デザイン(その1)

 

 デザインフェーズの課題は、ビジネスモデルの選択肢を考え、評価し、大胆な新しいアイディアを生み出し、こだわっていくことで、最善のものを選びだすことにある。組織横断的に集まった人々との共創による幅広い思考は、重要な成功要因になる。画期的なアイディアを生み出すためにチームメンバーは、現状を放棄する能力を身につける必要がある。

 探索に重点をおいたデザイン精神もまた重要であり、複数のアイディアを探究する時間を、十分にもうける必要がある。なぜならば、異なる方法を探すプロセスこそが、最善の選択肢にたどり着く、最も可能性の高い方法だからである。あまり早い段階で、あるアイディアに惚れ込んでしまうと、他のアイディアを選択する目がくもってしまう虞がある。

 複数のビジネスモデルのオプションを考えるには、それなりに時間がかかる。例えば、別のパートナーシップモデルを採用すれば、別の収益の流れを模索し、複数の流通チャネルを探っていくことになる。新たな可能性をテストするためにも、異なるビジネスモデルのパターン(バンドル、アンバンドリングビジネスモデルなど)を試してみることである。

 外部の専門家や将来のクライアントへビジネスモデルをテストするには、それぞれの立場でのストーリーを作り、フィードバック求める。しかし、これは、一人ひとりのコメントに応じてモデルを変更しなければならないということではない。批判的なフィードバックも聞くことにはなるけれど、それは潜在的な障害をあらかじめ示してくれるものである。

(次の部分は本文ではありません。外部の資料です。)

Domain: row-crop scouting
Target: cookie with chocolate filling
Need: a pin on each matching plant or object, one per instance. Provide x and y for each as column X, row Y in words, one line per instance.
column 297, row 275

 1990年代後半に、バングラデシュの貧しい農村の住民に携帯電話を導入しようとしたイクバル・クアディールの探究は、さらなる探求によって、モデルを洗練させた好例である。業界の専門家のほとんどは、貧しい村人に携帯電話に支払うお金はないといって、彼の考えを否定した。しかし、マイクロファイナンスを行うグラミン銀行との提携で実現した。

 この提携がジネスモデルの基礎となり、専門家の意見に反して、実際には貧しい村人たちは携帯電話に喜んでお金を払い、グラミフォンはバングラデシュ最大手の電話会社になった。このように、デザインフェーズにおいては、大胆なアイディアと批判的なフィードバックが錯綜するが、こうしたプロセスを経ることで、より強固なモデルにたどりつく。